If you're going to analyze the copyright system and jazz, you need to start by acknowledging that while there have been thousands of wonderful original compositions written by jazz musicians, the most compelling/defining characteristic of jazz is that musicians take popular songs and improvise over the underlying structure (the "chord changes"). The author's premise is that copyright law (at least as it was structured in 2005) simultaneously hinders jazz musicians and fails to give us adequate protection. The major issue stems from the fact that copyright law is composition-oriented and thus protects the underlying composition rather than the subsequent improvisation. This becomes a big problem when you consider how much of jazz music involves playing over "standards"-- songs from the Great American Songbook, for example, that have been reinterpreted by jazz musicians for generations (and given that jazz has so much respect for tradition, certain songs have stayed in the "canon" for decades):

"One major source of tension between copyright law and jazz is the law’s insistence on characterizing the underlying composition as an expression rather than an idea. The law essentially values the initial creativity and originality more highly than the subsequent work created by the jazz artist. This skewed valuation results in the mistaken treatment of the jazz standard as a creative work that is merely interpreted by the jazz musician. But the standards, while independent, creative works at one time, take on a different role when employed by the jazz musician. In jazz, the underlying composition is simply raw material — it is not intended to be the end product that reaches the listener or consumer, but is simply the idea from which the predominantly improvisatory expression flows." 118 Harv. L. Rev. 1940, 1948 (2005)

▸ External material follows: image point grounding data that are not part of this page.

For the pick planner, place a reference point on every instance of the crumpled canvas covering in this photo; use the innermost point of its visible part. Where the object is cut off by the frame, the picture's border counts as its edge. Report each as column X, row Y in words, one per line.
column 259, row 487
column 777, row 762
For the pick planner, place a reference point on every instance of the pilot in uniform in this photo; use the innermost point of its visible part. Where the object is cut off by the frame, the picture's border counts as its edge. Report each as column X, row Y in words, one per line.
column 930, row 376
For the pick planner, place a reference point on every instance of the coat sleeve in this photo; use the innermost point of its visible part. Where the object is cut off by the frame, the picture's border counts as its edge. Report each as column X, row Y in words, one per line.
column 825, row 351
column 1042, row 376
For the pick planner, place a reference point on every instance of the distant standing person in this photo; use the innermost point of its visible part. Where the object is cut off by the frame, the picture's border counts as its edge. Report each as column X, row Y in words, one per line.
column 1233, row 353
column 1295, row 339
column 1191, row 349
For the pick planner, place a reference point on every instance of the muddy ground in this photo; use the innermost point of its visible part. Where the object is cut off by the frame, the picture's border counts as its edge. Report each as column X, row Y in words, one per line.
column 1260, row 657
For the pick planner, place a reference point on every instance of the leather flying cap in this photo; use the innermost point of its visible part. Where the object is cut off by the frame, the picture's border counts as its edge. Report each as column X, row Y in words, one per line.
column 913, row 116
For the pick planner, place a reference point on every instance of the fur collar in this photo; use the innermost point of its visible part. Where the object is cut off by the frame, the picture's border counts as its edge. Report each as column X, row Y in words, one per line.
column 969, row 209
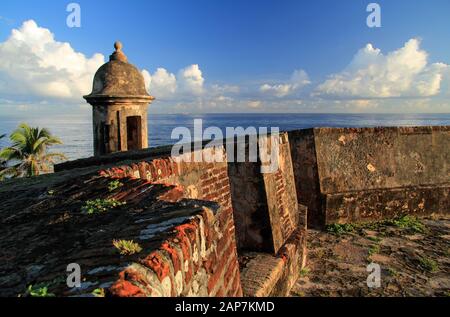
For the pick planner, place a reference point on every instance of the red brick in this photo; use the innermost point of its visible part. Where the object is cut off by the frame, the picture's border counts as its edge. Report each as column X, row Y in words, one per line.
column 157, row 263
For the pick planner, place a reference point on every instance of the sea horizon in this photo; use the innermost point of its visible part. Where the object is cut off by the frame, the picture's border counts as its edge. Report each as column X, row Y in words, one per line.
column 75, row 130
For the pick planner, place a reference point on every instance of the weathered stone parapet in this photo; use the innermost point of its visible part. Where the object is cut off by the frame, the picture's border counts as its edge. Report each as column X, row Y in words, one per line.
column 362, row 174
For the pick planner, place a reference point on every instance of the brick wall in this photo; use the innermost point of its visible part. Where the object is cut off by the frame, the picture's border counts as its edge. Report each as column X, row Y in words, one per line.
column 201, row 259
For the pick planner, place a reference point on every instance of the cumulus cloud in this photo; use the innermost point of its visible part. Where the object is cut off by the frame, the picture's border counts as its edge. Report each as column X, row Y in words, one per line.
column 298, row 80
column 161, row 83
column 402, row 73
column 33, row 63
column 191, row 79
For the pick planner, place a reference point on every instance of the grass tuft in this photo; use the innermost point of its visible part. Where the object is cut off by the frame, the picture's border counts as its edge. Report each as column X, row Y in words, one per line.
column 100, row 205
column 127, row 247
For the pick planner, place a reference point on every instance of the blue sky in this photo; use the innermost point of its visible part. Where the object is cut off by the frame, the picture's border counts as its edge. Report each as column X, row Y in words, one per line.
column 276, row 56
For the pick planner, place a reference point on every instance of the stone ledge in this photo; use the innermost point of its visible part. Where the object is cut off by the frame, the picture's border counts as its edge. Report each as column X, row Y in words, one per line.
column 377, row 204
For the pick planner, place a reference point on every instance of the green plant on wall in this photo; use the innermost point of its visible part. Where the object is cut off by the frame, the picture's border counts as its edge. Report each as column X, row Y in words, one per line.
column 127, row 247
column 100, row 205
column 40, row 290
column 113, row 185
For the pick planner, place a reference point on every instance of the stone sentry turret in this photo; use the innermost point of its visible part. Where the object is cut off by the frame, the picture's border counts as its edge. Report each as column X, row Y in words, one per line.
column 119, row 102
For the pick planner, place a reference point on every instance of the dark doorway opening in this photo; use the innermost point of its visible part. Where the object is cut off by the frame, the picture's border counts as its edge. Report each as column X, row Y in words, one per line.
column 134, row 140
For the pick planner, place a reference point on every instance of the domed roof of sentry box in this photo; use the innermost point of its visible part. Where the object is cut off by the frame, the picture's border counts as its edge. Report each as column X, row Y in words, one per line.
column 118, row 78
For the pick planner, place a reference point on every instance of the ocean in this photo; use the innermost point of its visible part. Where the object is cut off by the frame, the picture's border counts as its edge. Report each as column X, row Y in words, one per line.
column 76, row 130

Ok, so what does this really mean for jazz musicians? After all, the author correctly notes that on a practical level, only the melodies themselves are copyrightable-- the chord changes are not:

"The application of the idea/expression dichotomy is not simply theoretical. It turns out that jazz standards’ harmonic progressions are only given a “thin” copyright. So long as the jazz musician changes the melody, the new piece is considered original. For example, many new jazz songs are merely new melodies played over existing chord patterns. [For example, t]here are literally hundreds of jazz compositions considered original that are in fact based on the chord progressions in “I Got Rhythm.” While no case explicitly holds that this is permissible, the failure of any court to find it impermissible squares with the above analysis." 118 Harv. L. Rev. 1940, 1948 (2005) (citations omitted)

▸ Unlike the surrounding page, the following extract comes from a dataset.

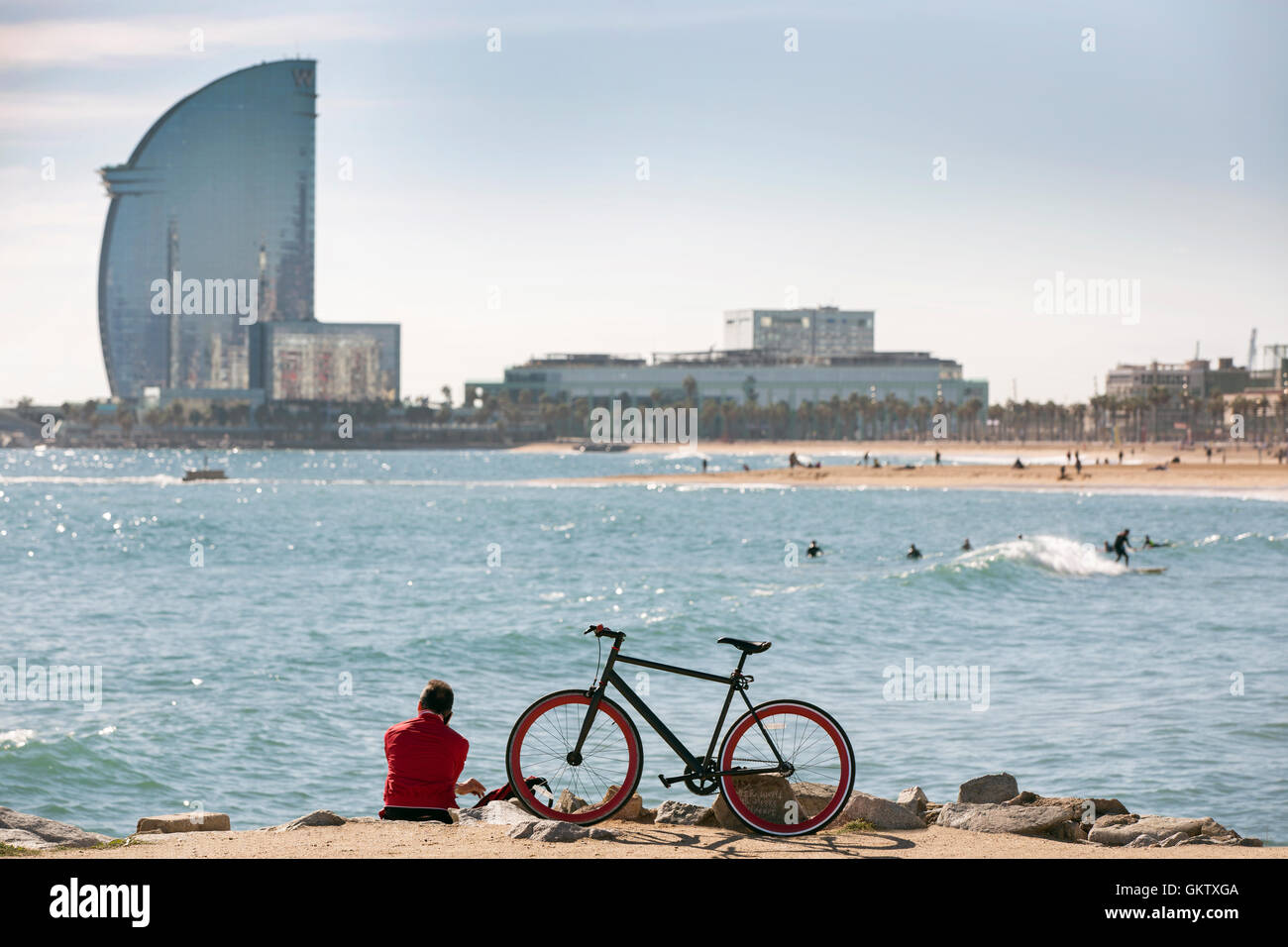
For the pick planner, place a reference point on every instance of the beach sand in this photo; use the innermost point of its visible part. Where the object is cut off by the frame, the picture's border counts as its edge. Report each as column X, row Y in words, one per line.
column 374, row 839
column 990, row 468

Given how abstract this all is, let me give a couple of real-life examples. One of my former teachers wrote an instruction book (and for obvious reasons, I won't be using any names in this post :-)) where he talked about some techniques for improvising over a number of the classic standards, including "Autumn Leaves." The book also included a "play-along" CD so that students could practice the techniques. The copyrightable melody was never played and totally irrelevant to the lesson, but he (or his publisher) did not want to take a chance on violating the law so they simply changed the name of the track to "Fall Foliage". Most people knew what he meant, but those unfamiliar with the genre were no doubt confused...

Ok, no big deal, it's just a book. So how about this-- in 1999 I worked for Americorps in Paterson, New Jersey, and helped start a community jazz program with the focal point being to teach kids from low-income households about jazz. To raise money for the program we made a recording with local musicians and students playing jazz tunes over which we had taught them to improvise. But the licensing fees to use the songs would have probably exceeded any profit we would have generated, so I just wrote a bunch of new melodies over the traditional chord changes and we used those. I wish that I could tell you that my "compositions" were lovingly crafted works of art, but the truth is that I wrote them all in a Dunkin' Donuts parking lot a few hours before the recording...

One might reasonably counter these examples by arguing that my teacher should have paid to license the songs and thus produced a better product, and that he would have recouped any costs by selling more books. One could make the same economic argument about our fund-raising CD. And it's also possible that we could have contacted an attorney (this occurred prior to my attending law school) and found some sort of charity loophole or got the copyright holders to waive or reduce the fees...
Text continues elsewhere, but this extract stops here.